5 - The influence of character correlations on phylogenetic analyses: a case study of the carnivoran cranium

Summary

Introduction

Character independence is a major assumption in many morphology-based phylogenetic analyses (Felsenstein, 1973; Emerson and Hastings, 1998). However, the fact that most studies of modularity and morphological integration have found significant correlations among many phenotypic traits worryingly calls into question the validity of this assumption. Because gathering data on character correlations for every character in every taxon of interest is unrealistic, studies of modularity are more tractable for assessing the impact of character non-independence on phylogenetic analyses in a real system because modules summarise broad patterns of trait correlations. In this study, we use empirically derived data on cranial modularity and morphological integration in the carnivoran skull to assess the impact of trait correlations on phylogenetic analyses of Carnivora.

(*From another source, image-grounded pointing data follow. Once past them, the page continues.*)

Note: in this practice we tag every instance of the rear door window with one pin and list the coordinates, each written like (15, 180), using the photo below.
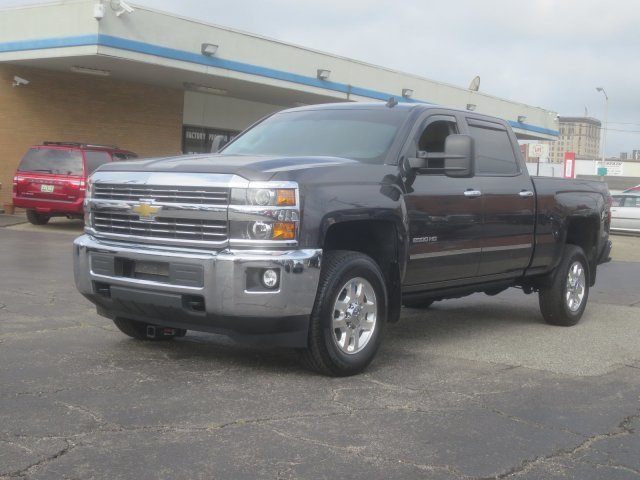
(95, 159)
(119, 156)
(494, 150)
(53, 161)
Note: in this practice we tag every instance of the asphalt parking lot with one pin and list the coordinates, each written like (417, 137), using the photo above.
(475, 388)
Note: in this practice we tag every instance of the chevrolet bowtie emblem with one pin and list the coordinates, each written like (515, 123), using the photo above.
(146, 211)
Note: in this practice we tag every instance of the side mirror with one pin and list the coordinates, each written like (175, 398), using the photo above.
(458, 155)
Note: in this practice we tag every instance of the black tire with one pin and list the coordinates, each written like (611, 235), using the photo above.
(141, 330)
(349, 315)
(37, 218)
(423, 304)
(564, 300)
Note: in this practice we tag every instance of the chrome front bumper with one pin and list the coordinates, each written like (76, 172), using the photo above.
(207, 291)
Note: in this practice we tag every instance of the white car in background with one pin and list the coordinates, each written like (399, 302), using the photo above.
(625, 212)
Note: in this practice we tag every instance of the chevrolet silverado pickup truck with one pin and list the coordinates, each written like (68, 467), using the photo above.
(313, 227)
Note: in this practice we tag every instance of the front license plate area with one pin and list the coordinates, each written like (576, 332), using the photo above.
(156, 271)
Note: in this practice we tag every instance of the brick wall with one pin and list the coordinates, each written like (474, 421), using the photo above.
(62, 106)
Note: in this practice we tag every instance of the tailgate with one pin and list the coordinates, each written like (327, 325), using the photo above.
(49, 187)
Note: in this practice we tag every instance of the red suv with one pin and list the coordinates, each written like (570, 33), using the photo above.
(51, 179)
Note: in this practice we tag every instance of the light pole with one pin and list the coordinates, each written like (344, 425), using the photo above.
(604, 130)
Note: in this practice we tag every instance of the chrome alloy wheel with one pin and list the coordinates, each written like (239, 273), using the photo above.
(575, 291)
(354, 316)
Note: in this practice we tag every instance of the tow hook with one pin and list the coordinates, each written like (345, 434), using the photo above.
(155, 332)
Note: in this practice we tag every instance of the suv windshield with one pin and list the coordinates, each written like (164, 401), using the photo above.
(360, 134)
(51, 160)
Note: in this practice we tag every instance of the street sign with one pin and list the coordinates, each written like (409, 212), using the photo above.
(538, 150)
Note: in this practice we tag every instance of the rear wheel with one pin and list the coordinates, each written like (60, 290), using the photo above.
(147, 331)
(564, 300)
(349, 315)
(37, 218)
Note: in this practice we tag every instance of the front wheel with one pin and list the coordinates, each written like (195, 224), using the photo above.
(349, 315)
(564, 300)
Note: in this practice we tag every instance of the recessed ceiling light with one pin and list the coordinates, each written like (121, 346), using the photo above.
(90, 71)
(204, 88)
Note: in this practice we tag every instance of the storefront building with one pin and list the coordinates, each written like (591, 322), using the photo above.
(157, 84)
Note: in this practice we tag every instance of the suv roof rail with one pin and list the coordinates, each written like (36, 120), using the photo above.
(81, 145)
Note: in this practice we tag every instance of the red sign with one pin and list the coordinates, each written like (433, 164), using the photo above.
(569, 164)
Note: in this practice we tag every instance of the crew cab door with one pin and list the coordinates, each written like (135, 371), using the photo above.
(508, 200)
(445, 215)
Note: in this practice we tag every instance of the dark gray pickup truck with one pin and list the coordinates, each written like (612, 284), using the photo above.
(313, 227)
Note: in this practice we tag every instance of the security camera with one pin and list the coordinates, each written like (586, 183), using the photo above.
(121, 7)
(17, 81)
(98, 11)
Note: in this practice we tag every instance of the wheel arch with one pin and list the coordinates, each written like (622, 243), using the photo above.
(583, 232)
(379, 239)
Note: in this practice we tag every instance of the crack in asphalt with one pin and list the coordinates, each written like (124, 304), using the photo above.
(359, 452)
(34, 466)
(623, 429)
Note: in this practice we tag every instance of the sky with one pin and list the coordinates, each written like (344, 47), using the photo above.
(545, 53)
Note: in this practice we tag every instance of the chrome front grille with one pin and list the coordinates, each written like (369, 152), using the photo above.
(162, 194)
(161, 208)
(161, 227)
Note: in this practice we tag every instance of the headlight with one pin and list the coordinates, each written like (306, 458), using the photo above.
(263, 213)
(264, 197)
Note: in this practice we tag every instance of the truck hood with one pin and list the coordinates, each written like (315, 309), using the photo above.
(252, 168)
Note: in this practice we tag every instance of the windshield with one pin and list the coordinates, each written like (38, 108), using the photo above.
(51, 160)
(360, 134)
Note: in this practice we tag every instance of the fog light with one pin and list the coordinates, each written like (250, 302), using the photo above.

Carnivorans are a speciose clade of over 270 living species, with an extremely broad range of morphological and dietary diversity, from social insectivores to folivores to hypercarnivores (Nowak, 1999; Myers, 2000). This diversity offers many opportunities to isolate various potential influences on morphology, and, in this case, to study the effects of trait correlations on cranial morphology. Carnivorans also have an excellent fossil record, providing the opportunity to examine morphologies not represented in extant species, such as in the sabre-toothed cat Smilodon. Perhaps most importantly, several recent molecular and morphological studies of carnivoran phylogeny (Hunt and Tedford, 1993; Wyss and Flynn, 1993; Tedford et al., 1995; Flynn and Nedbal, 1998; Flynn et al., 2000, 2005; Flynn and Wesley-Hunt, 2005; Wesley-Hunt and Flynn, 2005; Flynn et al., this volume) provide the necessary resolution to assess the influence of character correlations on morphology-based phylogenetic analyses.